The rebuff administered to Perkins by Bill Blakely before the smithy had smouldered in his mind, not dying out, but fanned by more recent reverses to his plans till it had now blazed upward, determining to consume for his personal satisfaction and the discomfiture of The Front, the Camerons’ homesteads. With the head of the family away, and no news of him in nearly two years, Laughing Donald unable at any time to contend against him for his rights, and the stock and dairy sold from the farms, he had figured, despite the fact that Barbara, the wife of Andy Cameron, had paid the interest money promptly, that there could be very little money left, and in a month more he himself would be in possession. Thus he argued, but he reckoned alone and without a friend of the absent Cameron, who lived a short distance from the smithy, and to whose words of caution the self-important Perkins had given no hearing.

Almost daily now since the beginning of the month which marked the end of the two years of the mortgage and the absence of Cameron, Nick Perkins and his horse and buggy, known to every school child in the country, drove along The Front. Turning upon the edge of his seat, his disengaged arm extended along the brace surmounting its back, he would deliberately look about him with that insolent proprietary air so common among men of his class. Barbara Cameron witnessed this scene for about a week. Laughing Donald, in his innocent way, had come over from his place and inquired of her if she had any business with Nick Perkins, because, he said, he drove past so often, he thought he might have some “dealin’s with her.”

Andy’s Dan closed the gate securely.

The next day Andy’s Dan, simple-minded, but scenting trouble when he saw Perkins drive past, hurried down to the gate at the road, and closed and latched it securely.

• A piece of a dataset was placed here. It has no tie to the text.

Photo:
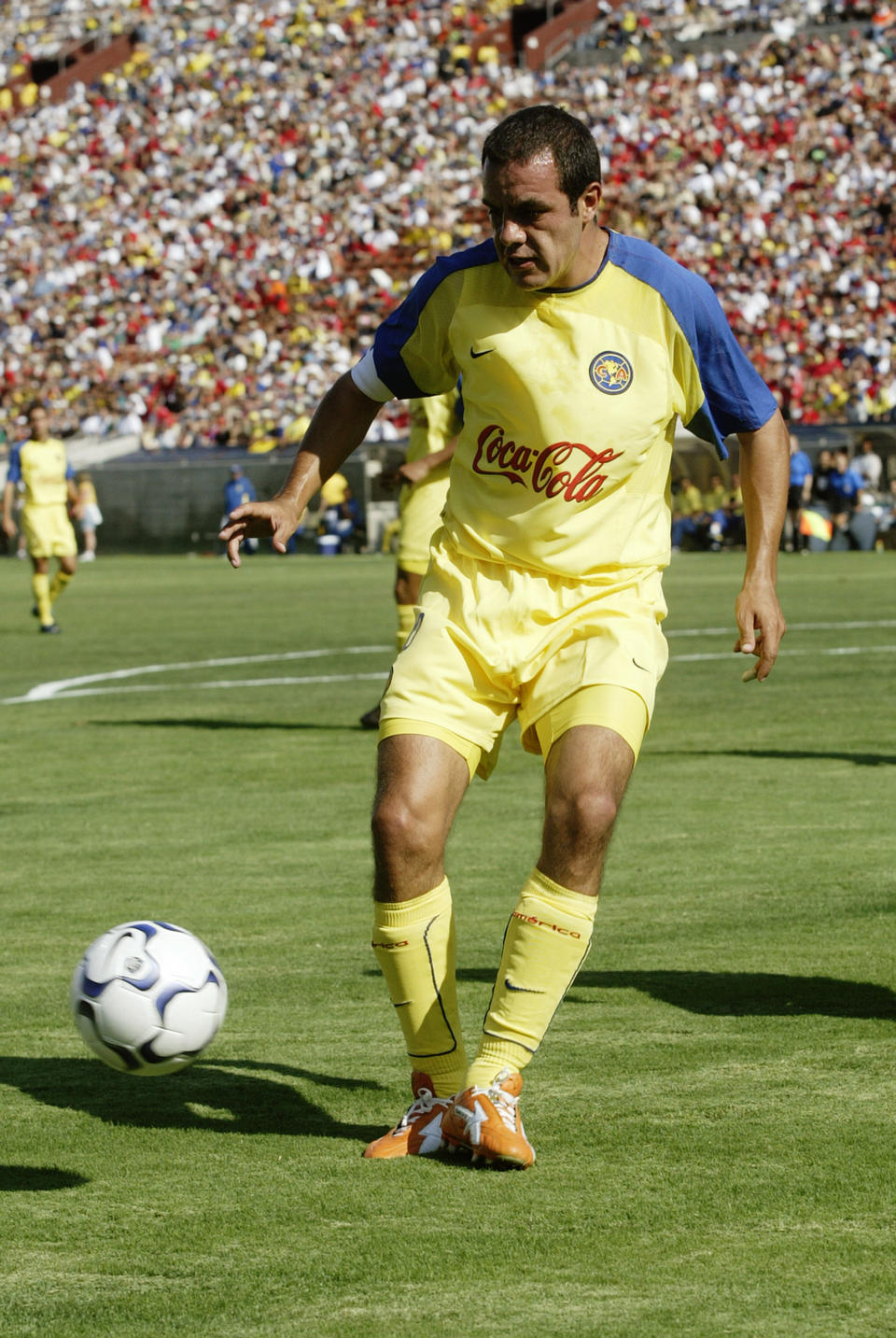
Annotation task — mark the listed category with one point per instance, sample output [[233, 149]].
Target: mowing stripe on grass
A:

Inside of the house at the kitchen table sat the silent figure of Barbara. Spread out before her was a map of the British Columbias, showing the ranges of the Rocky Mountains. Two years before, her husband had studied the same map, and hundreds of times within the last few weeks she had pointed out to herself the mountain passes through which he said he would journey in going to the gold fields. For the thousandth time the thought came to her, Was he dead? If he were alive and had found the hidden treasures he would have returned to her before now. The cruel rumors which had reached her from the neighbors that her husband had deserted her, she never allowed a place in her troubled mind. If dead, she argued, then she could not live there and see the poverty which must come to their families. She would be happier to live anywhere else. Yes, happier to know for a certainty that he was dead.

Then the thought had come into her mind in a more definite form,—Why not go to him? Perhaps, too, Andy were sick. A new thought this. A strange light was now in the eyes of Barbara. Sickness she herself had ever known, but the possibility of her husband’s robust constitution succumbing to disease she had never imagined. Again she said over in her mind. “He may have been on the way home. He may be lying with a fever in one of those camps in the mountain passes he told me about, which is here on the map.”

In her excitement she arose and paced the floor: her features, set and always stern, were now drawn hard. Looking from the window down to the road, there she saw Nick Perkins passing, and looking, as she was able to tell her husband later, as though he owned the farm already. She stopped in the middle of the floor. With a quick movement she untied the strings to her gingham apron, hung it on the peg by the kitchen stove, told Dan to watch the biscuits baking in the oven, then retired to her room. Soon she reappeared. Dan saw she had put on her Sunday bonnet and her best frock. She held a tightly-rolled bundle under her arm. Glancing quickly at the clock, as though her time was short, she hurriedly told Dan to care for their one cow, and when he needed more biscuits, to go down to Laughing Donald’s. Then, casting another hasty glance around the rooms of the house, she went out at the back door and down the road which led to the station.

Dan did not watch her going. He knew where she had gone.

She went out the back door towards thhe station.